Any GPU expert out there =( … I need help … Anyone knows if it is possible to use a synchronization block inside a CUDA kernel for say a reduction operation, then advance the computed value to all threads of all blocks in one shot??

CUDA BLOCK ()
{

sync (reduction)
use the reduced value on all threads in all blocks

}

Any help would be appreciated. An obvious answer would be break the kernel into two kernels… but I don’t want that … Any other solutions ??

Unfortunately no, the only reliable and supported method for a kernel-wide synchronization is another kernel launch.

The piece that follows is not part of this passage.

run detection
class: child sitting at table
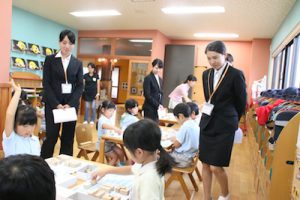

@hamada: You can do it in a single kernel if you give up the idea of a kernel-wide reduction and use the last block to add the partial sums.
The Threadfence reduction sample in the SDK shows this.

Thank you both,

What I provided as a pseudo-code was just a general example. What I exactly want to do is the following and is something similar to this;

CUDA Kernel()

{

// reduce d

for (j = 1; j = < N; j++) {  

        d = d + p[j]*q[j];  

}  

//on a single thread

alpha = rho0 / d;  

//On all threads

        z[j] = z[j] + alpha*p[j];  

        r[j] = r[j] - alpha*q[j];  

//Reduce rho

for (j = 1; j = lastcol-firstcol+1; j++) {  

        rho = rho + r[j]*r[j];  

… and then use rho later, and there are several functions with similar operations that follow.

}

What do you think @akavo

This is impossible without a second kernel invocation.